Enfin, le positionnement géographique stratégique du pays, avec une façade maritime et un port en eau profonde, constitue un atout de taille pour l’accès des PME congolaises aux marchés régionaux et internationaux.
LDB : Parlez-nous un peu de votre expérience en matière de mobilisation d’épargne publique à des fins de financement des investissements de l’Etat. Vous avez conduit plusieurs opérations d’emprunts obligataires en Afrique centrale… n’est-ce pas ?
AG : Dans la logique de modernisation du mode de financement, plusieurs Etats de la zone Cémac ont lancé des emprunts obligataires. Le Gabon a été le premier à lancer avec succès une opération d’emprunt obligataire de Quatre-vingt-deux milliards FCFA en 2008. Aucun incident de paiement n’a été observé et aujourd’hui, cette dette est éteinte car elle a été totalement remboursée.
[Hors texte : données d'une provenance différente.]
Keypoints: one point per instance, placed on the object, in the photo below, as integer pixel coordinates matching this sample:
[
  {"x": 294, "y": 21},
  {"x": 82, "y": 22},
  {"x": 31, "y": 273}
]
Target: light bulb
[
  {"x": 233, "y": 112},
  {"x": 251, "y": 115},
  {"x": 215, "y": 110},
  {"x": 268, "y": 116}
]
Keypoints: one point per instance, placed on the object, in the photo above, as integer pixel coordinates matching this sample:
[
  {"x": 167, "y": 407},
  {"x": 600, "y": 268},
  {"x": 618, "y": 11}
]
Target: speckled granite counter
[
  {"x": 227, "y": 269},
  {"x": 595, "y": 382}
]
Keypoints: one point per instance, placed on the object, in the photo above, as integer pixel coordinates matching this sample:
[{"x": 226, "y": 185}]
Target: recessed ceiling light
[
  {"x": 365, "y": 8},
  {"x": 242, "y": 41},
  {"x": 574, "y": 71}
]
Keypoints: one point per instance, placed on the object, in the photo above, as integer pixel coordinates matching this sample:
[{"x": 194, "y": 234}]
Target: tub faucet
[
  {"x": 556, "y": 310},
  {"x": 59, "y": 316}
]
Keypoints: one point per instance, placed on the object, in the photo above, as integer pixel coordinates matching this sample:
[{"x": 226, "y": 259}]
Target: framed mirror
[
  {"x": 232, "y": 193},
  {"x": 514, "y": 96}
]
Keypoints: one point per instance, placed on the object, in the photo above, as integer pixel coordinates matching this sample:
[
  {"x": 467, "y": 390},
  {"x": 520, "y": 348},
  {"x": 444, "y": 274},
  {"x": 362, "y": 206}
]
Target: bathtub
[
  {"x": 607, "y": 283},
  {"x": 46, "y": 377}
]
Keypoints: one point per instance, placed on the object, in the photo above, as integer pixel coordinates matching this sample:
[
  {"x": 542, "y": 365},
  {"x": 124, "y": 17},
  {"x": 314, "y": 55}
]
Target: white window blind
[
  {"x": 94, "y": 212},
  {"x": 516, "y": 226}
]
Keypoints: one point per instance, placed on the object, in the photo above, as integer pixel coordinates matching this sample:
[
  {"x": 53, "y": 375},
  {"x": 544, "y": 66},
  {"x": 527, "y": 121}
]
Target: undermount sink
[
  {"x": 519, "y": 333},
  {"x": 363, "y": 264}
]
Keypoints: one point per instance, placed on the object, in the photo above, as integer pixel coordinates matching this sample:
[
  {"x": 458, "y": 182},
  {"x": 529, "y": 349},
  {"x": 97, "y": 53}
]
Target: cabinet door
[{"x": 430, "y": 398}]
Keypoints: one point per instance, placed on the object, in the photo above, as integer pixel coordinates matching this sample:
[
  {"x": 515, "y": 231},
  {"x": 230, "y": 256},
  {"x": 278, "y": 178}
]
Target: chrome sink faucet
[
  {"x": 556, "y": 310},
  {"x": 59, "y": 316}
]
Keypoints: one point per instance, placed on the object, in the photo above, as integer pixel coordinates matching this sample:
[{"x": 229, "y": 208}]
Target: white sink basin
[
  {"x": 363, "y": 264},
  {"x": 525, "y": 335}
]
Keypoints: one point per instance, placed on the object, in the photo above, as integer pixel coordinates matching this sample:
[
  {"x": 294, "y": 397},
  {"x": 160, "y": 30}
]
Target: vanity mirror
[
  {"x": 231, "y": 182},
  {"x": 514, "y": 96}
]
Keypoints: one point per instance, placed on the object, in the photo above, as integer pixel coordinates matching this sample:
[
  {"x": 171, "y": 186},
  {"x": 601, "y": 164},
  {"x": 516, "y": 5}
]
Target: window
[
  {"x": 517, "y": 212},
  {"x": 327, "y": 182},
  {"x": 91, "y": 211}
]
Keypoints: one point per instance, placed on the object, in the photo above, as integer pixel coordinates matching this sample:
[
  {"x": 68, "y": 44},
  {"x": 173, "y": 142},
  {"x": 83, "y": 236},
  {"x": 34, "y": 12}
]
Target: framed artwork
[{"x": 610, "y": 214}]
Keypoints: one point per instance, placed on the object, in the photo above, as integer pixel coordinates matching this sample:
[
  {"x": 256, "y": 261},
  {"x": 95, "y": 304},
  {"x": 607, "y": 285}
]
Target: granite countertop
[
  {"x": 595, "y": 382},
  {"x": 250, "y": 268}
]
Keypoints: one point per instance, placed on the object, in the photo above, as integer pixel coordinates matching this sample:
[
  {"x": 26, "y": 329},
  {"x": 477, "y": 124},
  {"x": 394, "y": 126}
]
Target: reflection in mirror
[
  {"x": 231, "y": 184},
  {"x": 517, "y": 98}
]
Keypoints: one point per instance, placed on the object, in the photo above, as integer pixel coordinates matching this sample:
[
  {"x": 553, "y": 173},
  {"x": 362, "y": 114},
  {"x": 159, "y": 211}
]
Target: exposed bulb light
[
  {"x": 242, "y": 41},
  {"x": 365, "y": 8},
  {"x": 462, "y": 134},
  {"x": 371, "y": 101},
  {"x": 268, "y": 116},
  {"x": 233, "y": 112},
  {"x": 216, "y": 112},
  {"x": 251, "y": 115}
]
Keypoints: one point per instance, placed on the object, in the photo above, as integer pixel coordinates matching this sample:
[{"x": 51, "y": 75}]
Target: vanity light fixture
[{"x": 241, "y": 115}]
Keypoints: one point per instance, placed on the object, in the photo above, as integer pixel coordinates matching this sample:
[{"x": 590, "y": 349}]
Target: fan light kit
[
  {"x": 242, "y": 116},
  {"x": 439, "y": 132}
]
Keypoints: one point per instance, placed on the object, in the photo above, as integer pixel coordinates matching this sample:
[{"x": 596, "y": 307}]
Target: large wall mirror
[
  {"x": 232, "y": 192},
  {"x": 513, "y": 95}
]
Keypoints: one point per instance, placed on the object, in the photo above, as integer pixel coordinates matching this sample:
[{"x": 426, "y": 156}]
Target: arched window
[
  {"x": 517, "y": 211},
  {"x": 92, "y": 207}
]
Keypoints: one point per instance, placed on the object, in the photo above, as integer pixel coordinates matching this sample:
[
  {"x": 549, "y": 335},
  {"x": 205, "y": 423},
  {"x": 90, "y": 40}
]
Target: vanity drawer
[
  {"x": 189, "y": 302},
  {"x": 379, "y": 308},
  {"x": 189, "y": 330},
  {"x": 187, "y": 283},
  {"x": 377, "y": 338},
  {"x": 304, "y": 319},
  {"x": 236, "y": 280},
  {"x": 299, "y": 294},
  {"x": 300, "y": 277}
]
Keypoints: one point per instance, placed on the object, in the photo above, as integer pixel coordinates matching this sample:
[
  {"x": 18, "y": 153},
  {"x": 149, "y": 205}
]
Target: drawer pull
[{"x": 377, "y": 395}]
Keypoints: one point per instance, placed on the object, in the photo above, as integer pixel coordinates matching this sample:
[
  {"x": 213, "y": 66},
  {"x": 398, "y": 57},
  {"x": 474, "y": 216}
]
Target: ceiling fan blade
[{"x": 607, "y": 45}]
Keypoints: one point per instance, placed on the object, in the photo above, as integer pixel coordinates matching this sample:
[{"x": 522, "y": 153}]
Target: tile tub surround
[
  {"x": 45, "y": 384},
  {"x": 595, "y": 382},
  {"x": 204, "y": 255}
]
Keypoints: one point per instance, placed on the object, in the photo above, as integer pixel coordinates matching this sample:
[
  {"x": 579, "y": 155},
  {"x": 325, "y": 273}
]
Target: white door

L’Etat du Tchad a sollicité le marché à deux occasions en émettant des emprunts obligataires d’un montant de Cent milliards FCFA en 2011 et Quatre-vingt-cinq milliards en 2013. Les fonds ainsi levés ont eu pour objectif principal le développement de l’économie dans la vision du Président Idriss Deby Itno de transformer le pays à l’horizon 2025. Cela a permis la construction d’un centre d’affaires dans la capitale N’Djamena et la création de plusieurs édifices modernes regroupés au sein d’une cité internationale des affaires au cœur de cette ville. Le Cameroun l’a également fait avec succès. En décembre 2010, l’Etat du Cameroun a lancé un emprunt obligataire de Deux cent milliards FCFA pour une durée de cinq ans avec un rendement de 5,6% net par an. Cette première émission a été réalisée par voie de syndication à travers la Douala Stock Exchange et visait à répondre aux besoins infrastructurels et à développer et dynamiser le marché national et régional.
LDB : Qu’est-ce qui explique l’engouement des États à financer leurs Budgets par cette modalité ?
AG : Au début des années 2000, les Etats de la Cémac ont volontairement fait le choix de ne plus recourir au financement monétaire de leurs budgets qui consistait à recevoir de la Banque des Etats de l’Afrique Centrale, au titre des avances en compte courant, l’équivalent de 20% du total du Budget de l’année écoulée. Cette modalité de financement n’était rien d’autre qu’une survivance de la planche à billet avec son corollaire qui est son impact sur l’inflation. En abandonnant ce financement monétaire, les pays de la Cémac admettaient d’émettre des titres de la dette publique pour financer les déficits budgétaires. Ainsi, certains Etats de la zone ont-ils émis avec succès des emprunts obligataires.
LDB : Il semble malheureusement que l’Etat du Congo ne fait pas recours à ce mode de financement en dépit d’importants projets d’investissement engagés. Qu’est ce qui peut justifier une telle attitude ?
AG : Ce dont je suis convaincu est la nécessité impérieuse de mobiliser l’épargne nationale, régionale voire extérieure pour accroÎtre la capacité d’investissement du pays. Les réserves de devises que le Congo a pu se constituer doivent être conservées et placées pour servir de garantie au moment où le pays choisira d’émettre de la dette publique avec les ressources appropriées et honorer en tout temps la signature de l’Etat emprunteur. Le Congo doit pouvoir se servir de l’endettement comme d'un effet de levier. C'est ce qui se fait dans tous les pays du monde.